Noch einmal atmete sie tief ein. „Ich war schwanger...." begann sie und konnte erst wieder zu reden aufhören, als der letzte Satz gesagt war. „Ich habe sein Leben riskiert! Für fünf Millionen Euro."

Manuel sprang auf, lief zum Fenster, lief wieder zurück. Er wischte über sein Gesicht, als wollte er dadurch vertreiben, was er eben gehört hatte.
Aurelias Herz wurde kalt vor Angst. Er würde sie verurteilen, würde den Stab über ihr brechen – und das zurecht.

Doch seine ersten Worte ließen sie erleichtert aufatmen. „Du musst ihn anzeigen! Das war sexueller Missbrauch von Schutzbefohlenen und noch viel mehr! Ich verstehe nicht, dass die so gründliche deutsche Polizei das nicht bemerkt hat!"

„Ich habe doch niemandem die Wahrheit gesagt! Die sind alle davon ausgegangen, dass ich freiwillig mitgegangen bin!"

Für Manuel war es unfassbar, dass ein ausgebildeter Krankenpfleger eine so hohe kriminelle Energie aufgebracht hatte. Doch natürlich glaubte er ihr jedes Wort.
„Darüber müssen wir noch sprechen!" Er würde nicht zulassen, dass der Typ ungeschoren davon kommen würde.

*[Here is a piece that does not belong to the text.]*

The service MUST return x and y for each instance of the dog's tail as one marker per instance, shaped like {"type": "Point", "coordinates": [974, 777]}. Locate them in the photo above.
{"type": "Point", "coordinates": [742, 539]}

„Und? Vermisst du dein Kind?" fragte er eine Weile später.
Aurelias Blick wich seinem aus. Oft hatte sie sich selbst diese Frage gestellt.
Vermisste sie einen kleinen Jungen, den sie nicht gewollt hatte, dessen in ihr wachsendes Leben sie überfordert hatte?

„Nein!" antwortete sie schließlich. Sie fühlte sich mies bei diesem kleinen Wort, aber sie wollte ehrlich zu Manuel sein. „Nein! Ich vermisse ihn nicht. Ich war nicht reif genug, Mutter zu sein. Bin es heute auch noch nicht. Vielleicht werde ich auch nie dafür bereit sein. Aber es tut mir so unendlich leid, was ich ihm angetan habe. Ihm und auch Stefan!"

Manuel hielt sie fest im Arm.
„Es geht ihm sicher gut!" beruhigte er sie.

Aurelia sah in seine Augen, sah plötzlich einen Weg vor sich. „Ja! Und ja, ich werde mit dir nach Madrid gehen. Ich werde etwas Sinnvolles mit dem Blutgeld machen. In dieser Stadt gibt es sicher Möglichkeiten ohne Ende dafür!"

Er spürte ihre Stärke, fühlte dass sie es schaffen würde.